The small print on the Xbox One website has revealed that voice commands won’t be supported in all countries at launch.
In fact, only five of the thirteen countries getting the Xbox One on the November release date will actually be able to use the voice commands using Kinect.
Microsoft has already delayed the Xbox One release date in eight countries across the world due to localisation and language support for the dashboard and Kinect, but now it seems that those countries that will be getting the next-generation console this November won’t be able to unleash its full capabilities straight away.
In the small print of the official Xbox One website’s “Get the Facts” page, it reads:
“Xbox voice commands will not be available in all markets on the product release date. Voice commands will be available at launch in US, UK, CA, FR and DE.”
This means only the US, UK, Canada, France and Germany will have access to the Xbox One voice commands.
Gamers in Australia, Austria, Brazil, Italy, Ireland, Mexico, Spain and New Zealand will lack access to Xbox One voice commands.

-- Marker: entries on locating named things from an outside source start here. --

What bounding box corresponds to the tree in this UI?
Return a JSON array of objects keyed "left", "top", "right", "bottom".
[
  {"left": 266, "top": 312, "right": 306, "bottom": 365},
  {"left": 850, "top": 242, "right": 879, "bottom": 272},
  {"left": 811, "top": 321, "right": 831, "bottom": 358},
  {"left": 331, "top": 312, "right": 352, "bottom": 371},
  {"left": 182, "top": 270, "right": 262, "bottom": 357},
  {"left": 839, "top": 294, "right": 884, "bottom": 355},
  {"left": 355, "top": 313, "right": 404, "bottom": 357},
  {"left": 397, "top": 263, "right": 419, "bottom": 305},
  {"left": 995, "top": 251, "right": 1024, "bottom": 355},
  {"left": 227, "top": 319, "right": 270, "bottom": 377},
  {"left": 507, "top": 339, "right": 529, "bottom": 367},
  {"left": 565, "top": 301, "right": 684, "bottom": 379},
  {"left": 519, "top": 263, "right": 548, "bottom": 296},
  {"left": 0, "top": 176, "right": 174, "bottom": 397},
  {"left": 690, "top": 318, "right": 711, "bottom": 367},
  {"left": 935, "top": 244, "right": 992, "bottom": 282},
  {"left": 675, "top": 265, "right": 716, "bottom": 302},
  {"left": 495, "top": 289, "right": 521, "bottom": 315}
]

Failing to give any reason as to why the above countries will miss out on the feature, it seems strange that Microsoft would delay a functionality it made such a feature of during the Xbox One unveiling back in May.
Usually, gamers would be able to instantly change channels, access menus, start games and more on the Xbox One. However, it seems that Xbox One gamers in the majority of launch countries will have to do all of that using the Xbox One Wireless Controller.
Of course, the Xbox One can function completely without Kinect, and now doesn’t require the peripheral to plugged in all the time. However, Microsoft has always reiterated the importance of Kinect to complete the Xbox One experience.
“We have no plans to introduce an Xbox One without Kinect,” said a Microsoft spokeperson. “We believe in Kinect and the value it brings to both games and entertainment, and believe $499 (£429 in the UK) is a great value for what consumers receive with their Xbox One.”